Meet the New 2020 Volkswagen Passat, Same as the Old One

Photo credit: Volkswagen
Photo credit: Volkswagen

From Car and Driver

We'll keep this brief, in keeping with the brevity of the list of changes Volkswagen has made to its mid-size Passat for 2020. As Volkswagen itself puts it, "While the 2020 Passat retains the underpinnings of the previous model, it has been completely restyled." Indeed, wrapped around the outgoing Passat's body structure, chassis, engine, and transmission is fresh sheetmetal. Peer through the windows, and you'll notice the interior is slightly newified, too.

Last year's Passat was a solid vehicle with a roomy interior and refined ride quality. Based on our brief drive in a prototype of the new Passat, those pluses remain. But then, they should-the car is basically the same as it was before.

Photo credit: Volkswagen
Photo credit: Volkswagen

Even though the new Passat shares only its roof with the old model and appears slightly more dapper, it remains instantly recognizable as a mainstream Volkswagen sedan. With its prominent body-side crease running from nose to tail and more three-dimensional front-end styling, the Passat closely resembles VW's compact Jetta. It is a staid look, particularly compared to the appearance of the current Honda Accord, Toyota Camry, and Mazda 6. Up close, some of the detailing is upscale, namely the elegant creases adorning the rear quarter-panels and trunklid; other flourishes fail to impress, such as the chrome front-fender garnish, which was crooked on the Passat we saw in person. Newly standard equipment for 2020 includes 17-inch aluminum wheels and full-LED exterior lighting.

The Passat's interior is similarly overhauled visually, in a style wholly reminiscent of the old Passat's cabin. A classy new full-width-appearing vent stretches from the center stack to the passenger door, although climate-controlled air only flows from its far right corner. We detected no great leap forward in the cabin materials, which as before skew toward the basic end of the spectrum, particularly around the lower half of the door panels, the bottom of the dashboard, and the center console.

Photo credit: Volkswagen
Photo credit: Volkswagen

Volkswagen's other notable upgrades to its mid-size sedan have to do with the equipment it offers. An 8.0-inch touchscreen with Apple CarPlay and Android Auto (along with SiriusXM satellite radio) is now standard. As before, VW includes safety gear on the base model such as forward-collision warning, automated emergency braking, blind-spot monitoring, and rear cross-traffic alert. Buyers can pay more for adaptive cruise control, lane-keeping assist, and niceties such as 18- or 19-inch wheels, a Fender audio system, keyless entry with push-button start, and nappa leather seating surfaces.
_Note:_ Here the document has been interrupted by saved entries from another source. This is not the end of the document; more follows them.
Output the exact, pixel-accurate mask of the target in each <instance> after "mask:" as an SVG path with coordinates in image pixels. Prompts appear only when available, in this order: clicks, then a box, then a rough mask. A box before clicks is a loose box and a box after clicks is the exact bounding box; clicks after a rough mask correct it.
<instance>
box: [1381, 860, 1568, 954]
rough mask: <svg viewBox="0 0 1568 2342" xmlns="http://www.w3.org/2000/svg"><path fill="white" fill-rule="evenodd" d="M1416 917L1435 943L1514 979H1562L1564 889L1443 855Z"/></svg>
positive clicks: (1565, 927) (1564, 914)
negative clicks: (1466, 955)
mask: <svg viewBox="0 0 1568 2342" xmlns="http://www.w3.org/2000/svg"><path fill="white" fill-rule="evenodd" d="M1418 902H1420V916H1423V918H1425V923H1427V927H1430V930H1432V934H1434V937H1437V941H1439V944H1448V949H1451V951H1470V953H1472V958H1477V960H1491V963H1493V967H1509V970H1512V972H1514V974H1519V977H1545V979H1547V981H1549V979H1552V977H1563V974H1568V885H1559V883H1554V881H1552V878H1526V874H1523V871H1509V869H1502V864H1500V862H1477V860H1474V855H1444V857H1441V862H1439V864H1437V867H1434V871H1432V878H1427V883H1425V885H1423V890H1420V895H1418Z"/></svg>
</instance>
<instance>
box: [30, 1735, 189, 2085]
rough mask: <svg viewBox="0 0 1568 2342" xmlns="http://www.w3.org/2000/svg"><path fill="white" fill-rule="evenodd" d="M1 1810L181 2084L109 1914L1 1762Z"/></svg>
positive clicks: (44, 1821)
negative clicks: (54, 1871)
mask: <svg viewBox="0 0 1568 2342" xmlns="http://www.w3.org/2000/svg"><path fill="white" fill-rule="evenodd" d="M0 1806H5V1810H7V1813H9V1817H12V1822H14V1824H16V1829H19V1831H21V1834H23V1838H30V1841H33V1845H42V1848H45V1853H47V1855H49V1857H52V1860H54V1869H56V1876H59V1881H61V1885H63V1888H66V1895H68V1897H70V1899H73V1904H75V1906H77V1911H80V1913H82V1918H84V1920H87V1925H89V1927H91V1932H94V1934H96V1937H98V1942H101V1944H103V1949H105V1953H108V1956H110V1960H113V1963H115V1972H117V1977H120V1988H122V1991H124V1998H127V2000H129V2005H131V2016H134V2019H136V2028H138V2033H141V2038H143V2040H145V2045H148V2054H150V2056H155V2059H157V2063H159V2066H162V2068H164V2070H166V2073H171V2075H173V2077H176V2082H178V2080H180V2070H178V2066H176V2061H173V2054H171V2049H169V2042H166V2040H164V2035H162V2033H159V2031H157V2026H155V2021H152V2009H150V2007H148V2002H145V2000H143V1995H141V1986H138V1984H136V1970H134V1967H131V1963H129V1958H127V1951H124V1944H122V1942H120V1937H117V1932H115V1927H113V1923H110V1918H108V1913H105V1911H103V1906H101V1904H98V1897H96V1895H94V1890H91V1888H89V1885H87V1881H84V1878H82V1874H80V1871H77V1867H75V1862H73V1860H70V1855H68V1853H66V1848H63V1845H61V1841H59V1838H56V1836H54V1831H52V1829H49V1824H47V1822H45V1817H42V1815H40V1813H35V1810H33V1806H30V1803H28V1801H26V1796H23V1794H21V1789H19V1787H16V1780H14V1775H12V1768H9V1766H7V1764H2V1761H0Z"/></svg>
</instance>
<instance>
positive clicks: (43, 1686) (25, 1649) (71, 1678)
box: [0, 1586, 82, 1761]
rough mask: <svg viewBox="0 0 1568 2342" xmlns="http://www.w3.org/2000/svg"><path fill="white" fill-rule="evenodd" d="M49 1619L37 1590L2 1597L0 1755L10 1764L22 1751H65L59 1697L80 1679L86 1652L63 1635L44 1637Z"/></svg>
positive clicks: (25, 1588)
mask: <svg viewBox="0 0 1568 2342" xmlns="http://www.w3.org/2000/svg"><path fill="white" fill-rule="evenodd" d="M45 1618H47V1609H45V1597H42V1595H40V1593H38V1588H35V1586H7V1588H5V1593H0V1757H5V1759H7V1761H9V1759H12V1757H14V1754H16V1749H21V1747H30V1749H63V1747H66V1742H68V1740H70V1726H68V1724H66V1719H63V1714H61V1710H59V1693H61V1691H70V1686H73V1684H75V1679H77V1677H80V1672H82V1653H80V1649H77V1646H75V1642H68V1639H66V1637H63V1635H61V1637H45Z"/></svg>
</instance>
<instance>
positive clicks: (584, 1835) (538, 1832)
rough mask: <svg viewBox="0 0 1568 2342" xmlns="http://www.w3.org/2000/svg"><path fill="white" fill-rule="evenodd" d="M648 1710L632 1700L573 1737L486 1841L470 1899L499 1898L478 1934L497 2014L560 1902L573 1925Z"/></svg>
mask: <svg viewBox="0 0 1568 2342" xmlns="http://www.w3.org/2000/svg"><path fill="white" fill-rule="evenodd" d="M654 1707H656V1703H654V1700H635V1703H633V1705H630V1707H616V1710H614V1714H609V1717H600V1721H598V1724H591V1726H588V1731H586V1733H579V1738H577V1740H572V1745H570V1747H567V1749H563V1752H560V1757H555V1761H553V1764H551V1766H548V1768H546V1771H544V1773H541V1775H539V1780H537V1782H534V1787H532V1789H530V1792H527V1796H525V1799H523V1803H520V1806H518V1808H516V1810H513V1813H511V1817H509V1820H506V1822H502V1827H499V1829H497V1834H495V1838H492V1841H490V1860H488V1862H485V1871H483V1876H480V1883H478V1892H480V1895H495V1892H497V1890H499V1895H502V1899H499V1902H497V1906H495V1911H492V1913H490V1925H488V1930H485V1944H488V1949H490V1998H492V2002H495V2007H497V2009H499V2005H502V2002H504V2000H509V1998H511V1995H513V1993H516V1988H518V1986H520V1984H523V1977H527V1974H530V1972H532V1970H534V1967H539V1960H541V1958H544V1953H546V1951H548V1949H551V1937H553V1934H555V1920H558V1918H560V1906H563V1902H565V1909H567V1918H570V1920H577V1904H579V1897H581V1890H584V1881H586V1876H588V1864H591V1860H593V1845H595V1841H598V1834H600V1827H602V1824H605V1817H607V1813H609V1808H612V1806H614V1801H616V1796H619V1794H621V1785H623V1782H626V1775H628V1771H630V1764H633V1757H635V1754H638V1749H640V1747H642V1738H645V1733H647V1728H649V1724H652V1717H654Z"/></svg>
Unchanged aspects of the Passat include its suspension, the turbocharged 2.0-liter four-cylinder engine that was new to the Passat for 2017, and the six-speed automatic transmission. Volkswagen performed some tweaks to the engine to increase its torque production to 207 lb-ft, up 23 lb-ft; it again makes 174 horsepower. The base engines in numerous competitors have more horsepower, including the naturally aspirated four-cylinders in the Mazda 6 and the Kia Optima.

Photo credit: Volkswagen
Photo credit: Volkswagen

Few consumers will realize or care that Volkswagen carried over the old Passat's New Mid-Size architecture, rather than shift the Passat to its newer MQB platform. Every other U.S.-market Volkswagen uses MQB except the Beetle and the value-oriented Tiguan Classic, the old Tiguan that VW sells alongside the new model at a discount. By not using the newer components, the Passat is boxed out of the fresher infotainment screens and digital gauge clusters available in other VWs.

The evolutionary Passat takes no risks, and its intelligently allocated updates (maximum surface change where customers will notice; little deeper down, where they won't) likely were far more affordable to Volkswagen than a full redesign. It's a logical strategy given the rate at which consumers are abandoning mid-size sedans, once the industry's biggest-selling non-trucks, for crossovers and SUVs. Too bad the sedan segment is shifting to an emotional sell for customers. Competitors are putting on a braver face and lobbing ever more stylish, better-turned-out four-doors at shoppers to try to convince them to pass on a crossover or a truck. The not quite new, not quite stylish Volkswagen, on the other hand, is playing the unexciting role of a traditional mid-size sedan-the very format its fiercer competitors and customers are fleeing for flashier duds. Luckily for Volkswagen, it has the drop-dead gorgeous, more upscale Arteon sedan on its way to our shores.